-
Notifications
You must be signed in to change notification settings - Fork 379
Description
Problem Description
In certain cases, it is possible to have a schema in which a column is both (a) a primary key of the table, and (b) a foreign key linking to a different table at the same time. This generally happens when there is a "0 or 1" linkage between two tables.
For example, consider a table Users that contains all users of a service:
User ID | Date Joined | Subscription Type |
---|---|---|
id_03234 | June 2, 2024 | Normal |
id_93813 | Apr 4, 2023 | Normal |
id_9192 | Dec 7, 2024 | Premium |
... | ... | ... |
Then consider another table Survey Responses that contains optional survey responses submitted by those users. Not all users filled out the survey, and the ones who did could only submit it 1 time.

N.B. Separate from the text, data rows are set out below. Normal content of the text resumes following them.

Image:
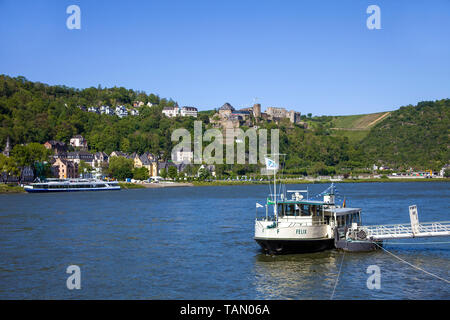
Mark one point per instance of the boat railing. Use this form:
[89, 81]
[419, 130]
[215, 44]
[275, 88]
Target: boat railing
[295, 222]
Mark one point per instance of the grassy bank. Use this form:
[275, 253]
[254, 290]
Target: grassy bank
[4, 188]
[126, 185]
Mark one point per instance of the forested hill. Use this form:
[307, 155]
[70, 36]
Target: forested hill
[36, 112]
[412, 136]
[416, 136]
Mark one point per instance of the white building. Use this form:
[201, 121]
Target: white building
[189, 112]
[106, 110]
[121, 111]
[171, 112]
[93, 109]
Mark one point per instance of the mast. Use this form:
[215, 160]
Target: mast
[275, 194]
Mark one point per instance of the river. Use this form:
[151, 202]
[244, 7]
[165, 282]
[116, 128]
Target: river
[197, 243]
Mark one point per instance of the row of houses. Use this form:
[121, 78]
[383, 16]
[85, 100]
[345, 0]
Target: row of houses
[66, 164]
[176, 111]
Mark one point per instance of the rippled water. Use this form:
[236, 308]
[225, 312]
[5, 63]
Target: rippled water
[197, 243]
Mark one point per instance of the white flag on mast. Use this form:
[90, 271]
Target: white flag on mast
[270, 164]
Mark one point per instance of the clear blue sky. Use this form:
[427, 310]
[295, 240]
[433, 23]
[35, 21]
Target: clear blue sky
[310, 56]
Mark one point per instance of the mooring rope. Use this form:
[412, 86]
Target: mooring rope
[410, 264]
[337, 279]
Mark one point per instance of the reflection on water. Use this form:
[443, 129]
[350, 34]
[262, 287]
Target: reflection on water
[313, 276]
[296, 276]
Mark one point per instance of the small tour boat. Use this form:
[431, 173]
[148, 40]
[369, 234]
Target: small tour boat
[69, 185]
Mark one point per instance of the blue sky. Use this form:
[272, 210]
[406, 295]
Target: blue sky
[310, 56]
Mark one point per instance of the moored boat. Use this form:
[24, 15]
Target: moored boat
[70, 185]
[294, 223]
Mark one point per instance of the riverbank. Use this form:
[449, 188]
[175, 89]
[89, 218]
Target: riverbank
[128, 185]
[4, 188]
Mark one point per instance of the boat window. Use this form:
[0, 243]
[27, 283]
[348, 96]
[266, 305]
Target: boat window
[292, 210]
[305, 210]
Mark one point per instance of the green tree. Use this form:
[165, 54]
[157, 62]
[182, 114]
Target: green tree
[447, 173]
[27, 155]
[8, 166]
[172, 172]
[140, 173]
[84, 167]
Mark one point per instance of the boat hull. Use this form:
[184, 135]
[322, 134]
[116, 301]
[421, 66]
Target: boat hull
[282, 246]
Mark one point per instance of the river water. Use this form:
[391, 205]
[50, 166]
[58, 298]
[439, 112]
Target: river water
[197, 243]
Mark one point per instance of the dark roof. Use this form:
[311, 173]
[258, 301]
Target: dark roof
[189, 108]
[144, 159]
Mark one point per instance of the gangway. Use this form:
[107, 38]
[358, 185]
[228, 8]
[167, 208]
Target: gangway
[403, 231]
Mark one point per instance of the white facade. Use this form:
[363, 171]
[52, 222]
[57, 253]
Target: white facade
[184, 156]
[171, 111]
[121, 111]
[78, 141]
[106, 110]
[189, 112]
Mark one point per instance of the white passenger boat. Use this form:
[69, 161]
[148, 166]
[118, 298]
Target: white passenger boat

User ID | Age | Satisfaction |
---|---|---|
id_03234 | 43 | Very Satisfied |
id_9192 | 23 | Slightly Satisfied |
In this sense, the Users the Survey Responses have a "0 or 1" mapping.
In this schema, the Survey Responses.User ID
column is special:
- It is the primary key of the Survey Responses table, as it is uniquely identifying each response
- It is also the foreign key into
Users.User ID
because it is referring to the same concept of a user
However, the metadata definition won't currently allow me to specify the column as both a primary and foreign key. The metadata validation fails:
InvalidMetadataError: The metadata is not valid
Relationships:
Invalid relationship between table 'Users' and table 'Survey Responses'. A relationship must connect a primary key with a non-primary key.
Expected behavior
I expect that I should be able to add such a relationship to my metadata and that the synthesizers would create valid synthetic data ensuring that:
- The values in the column are all unique (because it's a primary key) and
- The values in the column are referencing values in the parent table's primary key too (because it's a foreign key)
Workaround
The simple workaround for anyone running into this is: Only supply the foreign key designation in the metadata for now (and leave out the primary key designation).
In this example: Do not designate that Survey Responses.User ID
is a primary key, but do designate it as a foreign key into Users.User ID
.
This will create fully valid synthetic data that contains fully unique values for Survey Responses.User ID
. Even though it's not designated as a primary key, all SDV synthesizers respect the cardinality logic so the synthetic data will be valid.